Ausgangssperren in der Region: Falsche Botschaft

Der Ortenaukreis verzichtet trotz einer hohen 7-Tage-Inzidenz auf weitere Ausgangssperren in der Corona-Pandemie. Der Landkreis Karlsruhe erlässt hingegen eine Allgemeinverfügung. Dieser Flickenteppich verfehlt das Ziel, findet Redakteur Frank Löhnig.

Polizeistreife kontrolliert nächtliche Ausgangssperre in Achern
Ausgangssperre aufgehoben: Trotz weiter hoher Corona-Zahlen verzichtet der Ortenaukreis auf eine regionale Sonderregelung.
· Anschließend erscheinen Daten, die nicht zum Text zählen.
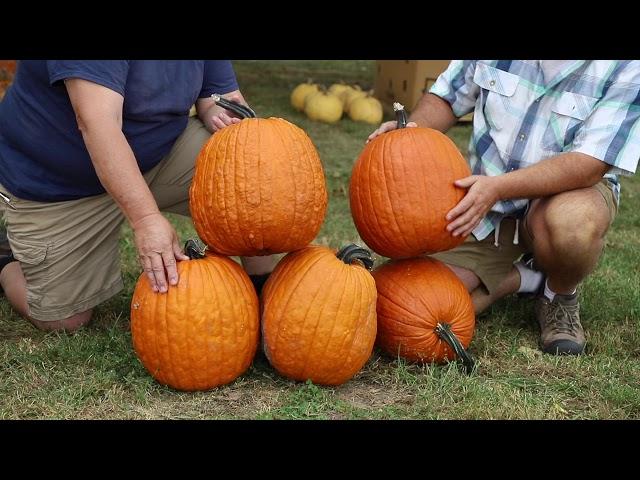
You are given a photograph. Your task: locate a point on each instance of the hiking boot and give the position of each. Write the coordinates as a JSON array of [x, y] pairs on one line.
[[561, 332]]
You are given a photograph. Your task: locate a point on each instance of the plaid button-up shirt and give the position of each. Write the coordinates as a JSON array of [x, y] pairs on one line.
[[529, 110]]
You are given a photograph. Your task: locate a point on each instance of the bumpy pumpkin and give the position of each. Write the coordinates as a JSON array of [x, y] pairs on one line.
[[301, 92], [204, 331], [425, 313], [338, 89], [401, 189], [323, 107], [366, 109], [258, 188], [319, 314]]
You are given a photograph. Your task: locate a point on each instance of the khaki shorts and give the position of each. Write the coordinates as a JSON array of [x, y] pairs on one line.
[[69, 251], [493, 263]]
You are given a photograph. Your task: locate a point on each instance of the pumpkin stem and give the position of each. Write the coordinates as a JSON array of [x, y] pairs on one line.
[[193, 250], [242, 110], [352, 252], [443, 330], [401, 114]]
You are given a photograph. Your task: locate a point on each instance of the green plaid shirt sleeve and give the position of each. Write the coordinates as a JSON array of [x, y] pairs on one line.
[[611, 133], [455, 85]]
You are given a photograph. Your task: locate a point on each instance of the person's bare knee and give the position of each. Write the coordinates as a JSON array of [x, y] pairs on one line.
[[67, 325], [466, 276], [571, 224]]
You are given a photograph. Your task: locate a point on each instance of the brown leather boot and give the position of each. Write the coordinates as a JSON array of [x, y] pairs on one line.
[[561, 332]]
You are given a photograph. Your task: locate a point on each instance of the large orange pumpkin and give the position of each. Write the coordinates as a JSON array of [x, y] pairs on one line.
[[425, 313], [401, 190], [258, 189], [319, 314], [204, 331]]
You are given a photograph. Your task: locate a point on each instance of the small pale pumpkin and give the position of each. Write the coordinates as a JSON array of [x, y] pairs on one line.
[[323, 107], [366, 109], [301, 92], [350, 95]]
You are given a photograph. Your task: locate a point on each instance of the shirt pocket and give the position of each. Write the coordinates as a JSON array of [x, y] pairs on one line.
[[498, 89], [567, 115]]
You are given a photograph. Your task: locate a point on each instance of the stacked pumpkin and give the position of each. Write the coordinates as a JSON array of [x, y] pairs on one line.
[[402, 187], [258, 189], [328, 105]]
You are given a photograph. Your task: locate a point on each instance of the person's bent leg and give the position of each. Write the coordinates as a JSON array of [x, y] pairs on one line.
[[67, 260], [567, 234], [486, 269]]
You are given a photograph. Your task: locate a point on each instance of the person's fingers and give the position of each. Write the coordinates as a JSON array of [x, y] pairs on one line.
[[469, 225], [177, 251], [158, 271], [169, 260], [148, 270], [463, 205], [462, 220], [219, 124], [466, 182], [226, 119]]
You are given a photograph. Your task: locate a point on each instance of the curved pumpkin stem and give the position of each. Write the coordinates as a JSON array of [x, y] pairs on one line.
[[193, 250], [443, 330], [401, 114], [352, 252], [242, 110]]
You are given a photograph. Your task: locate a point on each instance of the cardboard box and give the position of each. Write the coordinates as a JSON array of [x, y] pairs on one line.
[[405, 81]]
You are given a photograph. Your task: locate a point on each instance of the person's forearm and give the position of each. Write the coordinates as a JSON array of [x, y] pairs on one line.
[[118, 171], [567, 171], [433, 112]]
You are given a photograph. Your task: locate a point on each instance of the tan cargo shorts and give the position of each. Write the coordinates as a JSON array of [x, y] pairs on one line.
[[491, 262], [69, 251]]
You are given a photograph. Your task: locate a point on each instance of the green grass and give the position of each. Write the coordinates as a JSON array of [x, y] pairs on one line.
[[95, 373]]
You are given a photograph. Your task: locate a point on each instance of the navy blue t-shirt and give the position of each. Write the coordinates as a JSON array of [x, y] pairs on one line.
[[42, 154]]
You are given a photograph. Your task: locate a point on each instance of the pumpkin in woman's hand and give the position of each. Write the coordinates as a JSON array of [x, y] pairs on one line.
[[301, 92], [401, 189], [323, 107], [203, 332], [419, 301], [319, 314], [258, 188], [366, 109]]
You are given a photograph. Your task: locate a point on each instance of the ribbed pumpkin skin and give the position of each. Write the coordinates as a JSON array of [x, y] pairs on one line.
[[318, 317], [413, 296], [204, 331], [258, 189], [401, 190]]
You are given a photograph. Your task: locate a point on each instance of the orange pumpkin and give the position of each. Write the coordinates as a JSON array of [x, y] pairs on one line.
[[258, 188], [319, 314], [204, 331], [425, 313], [401, 190]]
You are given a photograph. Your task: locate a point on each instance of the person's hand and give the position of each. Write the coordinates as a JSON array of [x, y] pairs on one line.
[[387, 127], [483, 193], [158, 250], [221, 117]]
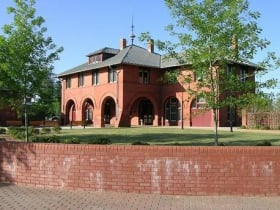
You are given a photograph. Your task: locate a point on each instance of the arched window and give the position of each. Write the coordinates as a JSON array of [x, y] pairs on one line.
[[198, 103], [172, 109]]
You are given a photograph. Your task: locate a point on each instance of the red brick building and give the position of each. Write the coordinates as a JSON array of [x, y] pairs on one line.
[[124, 87]]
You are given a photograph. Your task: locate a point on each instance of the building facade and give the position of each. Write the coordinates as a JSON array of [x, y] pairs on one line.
[[126, 87]]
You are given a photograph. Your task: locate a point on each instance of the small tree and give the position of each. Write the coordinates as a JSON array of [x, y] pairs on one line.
[[26, 56]]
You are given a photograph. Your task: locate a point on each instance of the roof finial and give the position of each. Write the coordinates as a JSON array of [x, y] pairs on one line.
[[132, 36]]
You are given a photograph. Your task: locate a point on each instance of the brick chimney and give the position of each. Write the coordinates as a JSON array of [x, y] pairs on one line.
[[151, 46], [122, 43]]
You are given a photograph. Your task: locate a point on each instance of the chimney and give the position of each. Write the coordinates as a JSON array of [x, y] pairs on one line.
[[151, 46], [234, 45], [122, 43]]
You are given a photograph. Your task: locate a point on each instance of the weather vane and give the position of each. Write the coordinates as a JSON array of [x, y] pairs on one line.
[[132, 35]]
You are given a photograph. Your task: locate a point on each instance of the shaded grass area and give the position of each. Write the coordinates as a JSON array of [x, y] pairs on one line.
[[170, 136]]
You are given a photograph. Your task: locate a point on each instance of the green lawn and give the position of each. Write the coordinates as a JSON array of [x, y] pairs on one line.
[[172, 136]]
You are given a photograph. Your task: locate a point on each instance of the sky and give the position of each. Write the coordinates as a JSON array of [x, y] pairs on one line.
[[84, 26]]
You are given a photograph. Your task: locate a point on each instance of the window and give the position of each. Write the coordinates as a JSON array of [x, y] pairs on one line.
[[144, 76], [243, 74], [95, 59], [198, 103], [68, 82], [172, 109], [230, 70], [199, 76], [81, 79], [112, 76], [95, 77]]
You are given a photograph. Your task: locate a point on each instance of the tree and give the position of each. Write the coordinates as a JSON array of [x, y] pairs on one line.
[[213, 35], [26, 57]]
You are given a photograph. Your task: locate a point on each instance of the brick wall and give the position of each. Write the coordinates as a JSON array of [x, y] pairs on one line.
[[144, 169]]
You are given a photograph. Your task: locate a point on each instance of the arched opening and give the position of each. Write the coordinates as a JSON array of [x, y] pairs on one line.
[[200, 116], [109, 110], [172, 111], [145, 112], [70, 114], [88, 111]]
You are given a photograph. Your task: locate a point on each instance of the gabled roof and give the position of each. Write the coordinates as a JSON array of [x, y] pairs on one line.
[[133, 55], [105, 50]]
Es gebe kein diffuses Infektionsgeschehen, das so etwas erfordere. Foto: Benedikt Spether

Es war nicht zu erwarten, dass ausgerechnet Landrat Frank Scherer auf einer nächtlichen Ausgangssperre wegen der Corona-Pandemie bestehen würde. Der Chef im Offenburger Landratsamt macht schon seit dem Herbst kein Geheimnis darum, dass er die Beschränkung von Wirtschaft, Freiheitsrechten und dem sozialen Leben in der Ortenau mit kritischer Distanz sieht. Nicht mit der fanatischen Hingabe eines Corona-Leugners, aber mit dem Auge eines Verwaltungsjuristen, der gewohnt ist, Rechte und Risiken abzuwägen.

Also kann man abends und nachts wieder vor die Haustüre treten im Ortenaukreis. Die Frage ist allerdings, wohin. Denn bei minus zehn Grad wie in den vergangenen Tagen hat eine solche Beschränkung für den vernünftigen Teil der Menschen ohnedies kaum mehr als statistische Bedeutung. Und den Unvernünftigen erreicht man eh nicht.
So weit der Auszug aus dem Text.